En 2004, le groupe alimentaire américain Cargill fait payer 66 millions d’euros au Mexique, coupable d’avoir créé une nouvelle taxe sur les sodas. En 2009, l’entreprise suédoise Vattenfall attaque l’Allemagne, coupable de délit d’écologie : les mesures environnementales rendaient son projet de central au charbon «antiéconomique». En 2011, Veolia attaque l’une des rares victoires des Egyptiens lors du Printemps arabe : l’augmentation du salaire minimum de 41 à 72 euros par mois, mauvaise pour les activités du groupe français en Egypte. Et ça continue…
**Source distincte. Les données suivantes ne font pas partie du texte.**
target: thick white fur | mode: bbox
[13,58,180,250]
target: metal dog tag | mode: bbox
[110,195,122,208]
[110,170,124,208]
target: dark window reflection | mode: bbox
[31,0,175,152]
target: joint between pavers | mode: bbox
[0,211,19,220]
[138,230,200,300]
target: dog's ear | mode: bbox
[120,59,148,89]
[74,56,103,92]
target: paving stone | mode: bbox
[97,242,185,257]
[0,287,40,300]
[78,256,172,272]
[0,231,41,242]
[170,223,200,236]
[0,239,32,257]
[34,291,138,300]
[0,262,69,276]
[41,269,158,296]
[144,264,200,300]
Cela fait plus d’un demi-siècle que des grandes sociétés peuvent attaquer des États. Mais la guerre s’accélère : sur les quelque 550 contentieux entre sociétés privés et États recensés depuis 1950, 80% ont été déposés entre 2003 et 2012.
Et les multinationales ne visent apparemment pas l’apaisement. Car une arme de destruction massive est actuellement en phase d’élaboration. Noms de codes : TTIP, TAFTA, GMT… Autant d’acronymes obscurs pour définir l’accord de libre-échange négocié depuis juillet 2013 par les États-Unis et l’Union Européenne, et dont la finalité, elle, devient de plus en plus limpide : faire plier les législations nationales selon des normes établies par et pour les grandes entreprises.
L’une des mesures les plus contestées est la mise en place de tribunaux d’arbitrages privés. Ces tribunaux doivent servir à régler les différends entre États et investisseurs privés. Et notamment, pour les entreprises qui s’estiment lésées, de détrousser les États qui refusent de remettre en cause leurs politiques publiques. Le Luxembourg préfère soutenir ses acteurs économiques locaux ? Coupable. Le Luxembourg dit non aux OGM ? Coupable. Le Luxembourg refuse d’«adapter» ses normes en matière d’énergie, de prix des médicaments, ou de respect de la vie privée ? Coupable.
Mercredi dernier, les partisans de ces tribunaux d’arbitrages ont perdu une bataille. Le Parlement Européen était trop divisé pour voter une loi qui tracera les «lignes rouges» que l’accord transatlantique ne devra pas franchir. Mais ce n’est qu’une bataille perdue. Le vote est reporté, et la guerre, elle, continue.